FAI offers three potential advantages. First, diversification across the AI stack: rather than betting on NVIDIA or any single foundational AI company, you get exposure to chipmakers, cloud providers, software firms, and applications companies. If the AI tailwind blows across all of these, FAI spreads your bets. Second, the fund’s methodology is designed to capture emerging AI players before they become household names—companies that are small today but likely to matter as AI deployment accelerates. Third, the annual rebalancing means the fund sheds companies that fade and adds new ones that emerge, potentially capturing growth stories that a static holding of, say, the five largest tech firms would miss.
The tradeoff is that a broad large-cap index fund already holds most of FAI’s largest positions (Microsoft, Amazon, NVIDIA if they are mega-caps at the time); you are paying for the selection, rebalancing, and thematic focus rather than pure diversification.
What are the real risks?
The paramount risk is that AI’s economic benefit turns out to be much smaller than the market currently prices in. If AI tools remain marginal productivity boosters for a few industries rather than revolutionizing capitalism as many believe, the companies in FAI have been bid up on hope, and returns will disappoint. This is a concentration bet on a narrative as much as it is a bet on individual companies.
A second risk is concentration in semiconductors and mega-cap software firms.
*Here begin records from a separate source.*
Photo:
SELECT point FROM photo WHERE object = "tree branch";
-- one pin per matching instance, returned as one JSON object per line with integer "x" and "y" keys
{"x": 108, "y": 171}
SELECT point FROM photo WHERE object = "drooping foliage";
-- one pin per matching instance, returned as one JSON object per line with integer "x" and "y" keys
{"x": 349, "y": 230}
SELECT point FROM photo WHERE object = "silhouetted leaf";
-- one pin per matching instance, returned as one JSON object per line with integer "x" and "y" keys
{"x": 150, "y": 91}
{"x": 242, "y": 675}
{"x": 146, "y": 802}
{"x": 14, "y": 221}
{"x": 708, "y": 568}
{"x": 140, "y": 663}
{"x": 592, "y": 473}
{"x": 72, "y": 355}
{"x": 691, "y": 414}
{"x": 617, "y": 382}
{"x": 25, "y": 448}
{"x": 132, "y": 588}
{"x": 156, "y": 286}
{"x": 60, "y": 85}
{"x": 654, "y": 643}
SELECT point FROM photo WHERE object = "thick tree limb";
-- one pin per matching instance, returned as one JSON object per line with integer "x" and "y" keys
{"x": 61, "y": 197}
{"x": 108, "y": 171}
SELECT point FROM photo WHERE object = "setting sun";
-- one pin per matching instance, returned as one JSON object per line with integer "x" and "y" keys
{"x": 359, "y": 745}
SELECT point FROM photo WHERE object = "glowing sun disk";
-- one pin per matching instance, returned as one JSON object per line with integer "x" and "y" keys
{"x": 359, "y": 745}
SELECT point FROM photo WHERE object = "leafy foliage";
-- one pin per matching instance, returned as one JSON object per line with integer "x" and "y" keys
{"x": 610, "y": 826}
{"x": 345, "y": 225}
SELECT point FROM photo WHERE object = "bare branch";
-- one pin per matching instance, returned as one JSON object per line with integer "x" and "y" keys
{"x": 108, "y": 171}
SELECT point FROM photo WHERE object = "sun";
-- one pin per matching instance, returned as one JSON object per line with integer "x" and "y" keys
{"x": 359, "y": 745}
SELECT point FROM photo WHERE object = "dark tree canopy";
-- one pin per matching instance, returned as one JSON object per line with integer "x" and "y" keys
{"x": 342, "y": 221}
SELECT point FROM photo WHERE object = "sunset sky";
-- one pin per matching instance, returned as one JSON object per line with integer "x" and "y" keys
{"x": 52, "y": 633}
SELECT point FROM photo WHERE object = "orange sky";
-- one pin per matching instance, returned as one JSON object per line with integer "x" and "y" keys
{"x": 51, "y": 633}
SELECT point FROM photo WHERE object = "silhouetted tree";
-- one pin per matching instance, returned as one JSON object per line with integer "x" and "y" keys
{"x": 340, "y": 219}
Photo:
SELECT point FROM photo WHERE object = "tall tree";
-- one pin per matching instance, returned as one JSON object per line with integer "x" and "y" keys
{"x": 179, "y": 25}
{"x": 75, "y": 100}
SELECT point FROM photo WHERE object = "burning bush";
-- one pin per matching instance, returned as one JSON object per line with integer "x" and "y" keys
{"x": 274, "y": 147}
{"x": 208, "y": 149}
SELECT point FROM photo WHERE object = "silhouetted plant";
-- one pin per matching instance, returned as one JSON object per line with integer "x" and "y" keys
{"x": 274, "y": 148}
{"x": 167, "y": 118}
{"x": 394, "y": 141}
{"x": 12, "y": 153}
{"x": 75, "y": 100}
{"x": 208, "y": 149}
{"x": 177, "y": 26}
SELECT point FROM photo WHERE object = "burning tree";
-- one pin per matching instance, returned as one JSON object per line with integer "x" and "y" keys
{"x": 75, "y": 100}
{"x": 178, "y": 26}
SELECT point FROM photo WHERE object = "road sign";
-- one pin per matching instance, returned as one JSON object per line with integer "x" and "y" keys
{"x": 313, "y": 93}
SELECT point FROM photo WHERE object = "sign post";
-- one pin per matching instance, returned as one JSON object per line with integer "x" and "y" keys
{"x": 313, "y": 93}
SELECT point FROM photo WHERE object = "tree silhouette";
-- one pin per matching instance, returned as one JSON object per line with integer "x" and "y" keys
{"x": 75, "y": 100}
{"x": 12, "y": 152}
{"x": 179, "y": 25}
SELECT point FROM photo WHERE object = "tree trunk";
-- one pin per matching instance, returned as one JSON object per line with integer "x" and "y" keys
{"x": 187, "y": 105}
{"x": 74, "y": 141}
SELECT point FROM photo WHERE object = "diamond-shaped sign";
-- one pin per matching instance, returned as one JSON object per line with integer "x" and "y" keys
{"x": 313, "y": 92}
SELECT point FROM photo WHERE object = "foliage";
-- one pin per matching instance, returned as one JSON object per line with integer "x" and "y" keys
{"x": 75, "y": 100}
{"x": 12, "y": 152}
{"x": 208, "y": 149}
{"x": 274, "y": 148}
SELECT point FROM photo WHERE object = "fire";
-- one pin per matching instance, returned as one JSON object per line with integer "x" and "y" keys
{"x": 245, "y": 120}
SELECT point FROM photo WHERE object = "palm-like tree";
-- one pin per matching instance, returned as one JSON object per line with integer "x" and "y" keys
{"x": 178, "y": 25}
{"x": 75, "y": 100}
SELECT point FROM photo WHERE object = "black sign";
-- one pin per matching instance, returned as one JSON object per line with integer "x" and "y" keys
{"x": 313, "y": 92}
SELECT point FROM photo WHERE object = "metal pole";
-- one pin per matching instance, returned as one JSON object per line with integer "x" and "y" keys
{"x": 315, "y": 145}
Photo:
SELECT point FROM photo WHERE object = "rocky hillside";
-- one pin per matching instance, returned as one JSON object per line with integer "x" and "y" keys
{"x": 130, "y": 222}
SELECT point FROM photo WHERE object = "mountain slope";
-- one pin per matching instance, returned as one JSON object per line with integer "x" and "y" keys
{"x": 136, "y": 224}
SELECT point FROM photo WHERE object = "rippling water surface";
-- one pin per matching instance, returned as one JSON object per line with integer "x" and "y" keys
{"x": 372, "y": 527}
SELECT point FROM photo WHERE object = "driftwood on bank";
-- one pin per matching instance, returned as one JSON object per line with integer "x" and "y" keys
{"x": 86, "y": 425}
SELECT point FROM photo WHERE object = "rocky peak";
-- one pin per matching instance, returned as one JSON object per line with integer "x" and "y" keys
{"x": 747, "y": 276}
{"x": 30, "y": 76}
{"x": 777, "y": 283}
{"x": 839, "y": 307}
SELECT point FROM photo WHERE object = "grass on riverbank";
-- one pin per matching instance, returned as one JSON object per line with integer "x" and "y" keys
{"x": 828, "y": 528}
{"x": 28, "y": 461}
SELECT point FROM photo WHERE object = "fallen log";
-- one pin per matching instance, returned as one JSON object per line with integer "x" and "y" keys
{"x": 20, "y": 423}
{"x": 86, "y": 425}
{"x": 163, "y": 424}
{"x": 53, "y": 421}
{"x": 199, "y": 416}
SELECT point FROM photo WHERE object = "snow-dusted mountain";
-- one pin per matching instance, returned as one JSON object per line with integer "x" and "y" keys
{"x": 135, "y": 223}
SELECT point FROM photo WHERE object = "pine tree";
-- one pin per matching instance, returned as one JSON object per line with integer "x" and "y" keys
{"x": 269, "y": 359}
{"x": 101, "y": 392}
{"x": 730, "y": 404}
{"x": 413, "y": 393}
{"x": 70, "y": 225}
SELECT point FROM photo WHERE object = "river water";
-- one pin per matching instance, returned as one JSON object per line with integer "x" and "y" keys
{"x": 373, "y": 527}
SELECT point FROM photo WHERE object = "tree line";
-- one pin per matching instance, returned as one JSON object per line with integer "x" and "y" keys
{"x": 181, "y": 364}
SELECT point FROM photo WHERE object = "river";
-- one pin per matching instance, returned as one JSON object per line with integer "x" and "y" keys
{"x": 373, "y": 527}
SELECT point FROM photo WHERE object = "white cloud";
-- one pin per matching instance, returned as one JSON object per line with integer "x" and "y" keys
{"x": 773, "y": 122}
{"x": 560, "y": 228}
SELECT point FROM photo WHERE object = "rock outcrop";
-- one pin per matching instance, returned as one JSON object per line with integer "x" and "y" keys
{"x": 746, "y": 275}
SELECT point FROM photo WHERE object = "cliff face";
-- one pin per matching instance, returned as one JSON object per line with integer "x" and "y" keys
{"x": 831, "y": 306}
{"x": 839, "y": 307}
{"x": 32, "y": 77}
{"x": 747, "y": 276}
FAI cannot avoid being heavily weighted to NVIDIA, Microsoft, and other AI infrastructure giants; if these firms stumble, so does the fund. Unlike a broad market-cap-weighted index, FAI is not self-correcting in the direction of the lowest-valued stocks; it is a thematic bet that can lead a market or lag it dramatically depending on how the theme evolves.
Regulatory risk exists too. Governments are beginning to scrutinize AI’s development, safety, and use. New regulations—on data privacy, on algorithmic bias, on AI weapons—could force companies in FAI to change their business models or face restrictions, especially in Europe and Asia.
Finally, competition risk: if AI tools become commoditized (a plausible outcome given how quickly open-source alternatives are advancing), the pricing power of current AI leaders erodes.
How does the fund trade and what does it cost?
FAI trades on NYSE under its ticker and has reasonable daily liquidity. The expense ratio is in the mid-0.60% range—higher than a broad index fund but in line with other thematic ETFs. Bid-ask spreads are typically a few basis points, tight enough for most investors to enter and exit without material slippage.
Is this a long-term holding or a tactical trade?
That depends on your conviction about AI’s economic significance. If you believe artificial intelligence will drive outsized corporate profitability growth for the next 5–10 years and that FAI’s methodology will successfully identify the beneficiaries, FAI is a reasonable satellite position (not a core holding, but a meaningful allocation). If you believe AI’s impact is overstated or already priced in, FAI is expensive exposure to a crowded trade and probably best avoided.
The fund’s performance is heavily dependent on sentiment around AI and on whether the companies it holds actually monetize AI’s potential. In bull markets for technology, FAI often outpaces broad indexes; in downturns, thematic funds can underperform because they are smaller and less defensive. Most advisors would suggest FAI as a tilt, not a replacement for core index holdings.
Where to learn more
First Trust publishes a factsheet for FAI with current holdings and weights; Bloomberg maintains documentation on the AI Index’s selection criteria. A prospectus details the fund’s fees, risks, and objectives. Watching the earnings reports and product announcements of FAI’s largest holdings—especially semiconductor and cloud companies—will signal whether the AI deployment wave is accelerating or slowing. Broader technology sentiment and regulatory developments around AI also move the fund significantly.